Grief and loss

April 14, 2017

Originally published in the Hufington Post

Debilyn Molineaux. Reprinted from Huffington Post.

Sitting here on a rare sunny day in the Pacific Northwest, I stop to reflect on life…and death. It’s been a long winter followed by a rough spring for me in Oregon. Among my work teams, we’ve lost a beloved mother, mother and father-in-laws, family friend and family pet in the last month. People we know have been diagnosed with cancers with varying treatment plans. Major change is obviously afoot. Somehow, we manage to continue working as a team through it all. Projects may take a little longer. Words come more slowly. Our compassion is engaged and we step up when others need to step away.

Somehow, I can’t help but feel our communities are also going through a rough spring. We seem to have lost our ability to talk to each other as if we are human beings with feelings and needs and contributions. I’m sensitized to the dehumanization we see on the news and social media — over and over again. What are we supposed to do? How can we feel anything but helpless? And I reflect that this is exactly why I am involved with Living Room Conversations, where sometimes all we start with is our shared helplessness and then we find a way to be with each other, listening deeply.
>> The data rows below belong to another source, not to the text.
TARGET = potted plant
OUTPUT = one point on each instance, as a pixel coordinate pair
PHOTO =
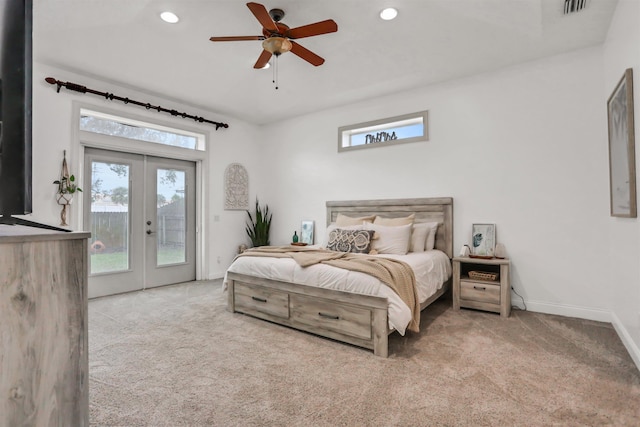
(258, 229)
(67, 187)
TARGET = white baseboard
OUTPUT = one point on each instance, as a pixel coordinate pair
(589, 314)
(565, 310)
(631, 346)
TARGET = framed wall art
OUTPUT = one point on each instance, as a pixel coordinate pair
(483, 240)
(622, 164)
(306, 232)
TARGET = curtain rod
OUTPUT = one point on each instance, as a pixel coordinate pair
(110, 96)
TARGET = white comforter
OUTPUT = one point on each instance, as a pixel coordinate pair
(432, 269)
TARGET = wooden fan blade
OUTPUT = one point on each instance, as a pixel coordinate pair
(235, 38)
(306, 54)
(263, 59)
(262, 15)
(322, 27)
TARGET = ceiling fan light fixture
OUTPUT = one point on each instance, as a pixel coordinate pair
(277, 45)
(388, 14)
(169, 17)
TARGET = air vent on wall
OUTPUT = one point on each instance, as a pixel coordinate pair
(574, 6)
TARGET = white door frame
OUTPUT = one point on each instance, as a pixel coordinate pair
(82, 139)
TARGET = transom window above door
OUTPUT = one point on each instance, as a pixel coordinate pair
(106, 124)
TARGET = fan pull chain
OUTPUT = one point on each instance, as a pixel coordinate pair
(275, 70)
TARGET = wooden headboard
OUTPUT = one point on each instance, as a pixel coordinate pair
(438, 209)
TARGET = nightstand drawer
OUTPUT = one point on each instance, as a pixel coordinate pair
(479, 291)
(256, 300)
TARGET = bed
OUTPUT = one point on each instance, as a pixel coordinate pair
(341, 312)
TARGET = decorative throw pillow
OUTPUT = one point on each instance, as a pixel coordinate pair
(395, 221)
(391, 240)
(431, 238)
(333, 226)
(356, 241)
(419, 234)
(343, 220)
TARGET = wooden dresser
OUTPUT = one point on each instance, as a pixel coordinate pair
(44, 370)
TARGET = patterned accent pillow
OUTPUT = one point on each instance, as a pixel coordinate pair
(356, 241)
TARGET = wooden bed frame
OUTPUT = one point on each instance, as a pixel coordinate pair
(356, 319)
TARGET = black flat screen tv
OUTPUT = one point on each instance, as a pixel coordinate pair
(16, 20)
(15, 108)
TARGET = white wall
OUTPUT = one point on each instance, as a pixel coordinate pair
(524, 147)
(622, 51)
(53, 133)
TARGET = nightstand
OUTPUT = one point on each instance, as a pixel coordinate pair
(475, 291)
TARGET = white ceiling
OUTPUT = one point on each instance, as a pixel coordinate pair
(125, 42)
I follow a philosophy that what we focus on, we feed and grow in the world. I consciously focus on the silver linings, the lemonade and the small acts of kindness. But there are times when intervention is needed. How do we decide what to do and how to do it? And will our fellow human beings join us or fight back? It’s questions like these that I bring to my friends and community members – in small groups having Living Room Conversations or in everyday interactions. As we try to understand the world, the community and our roles in it, I am pondering where we have influence to make change and where we need to let go and accept the change that is happening to and around us, without our permission.

Change happens all the time. And my resilience is strengthened by the quality of my relationships — personal and professional. Actually, many of my relationships are a mix of both and it’s nice to be seen as a whole person inside of my work. As we look to strengthen our communities and our country, it is my hope that we focus and grow the quality of all the relationships in our lives, and move forward together. That would be a great silver lining to the rough spring for all of us.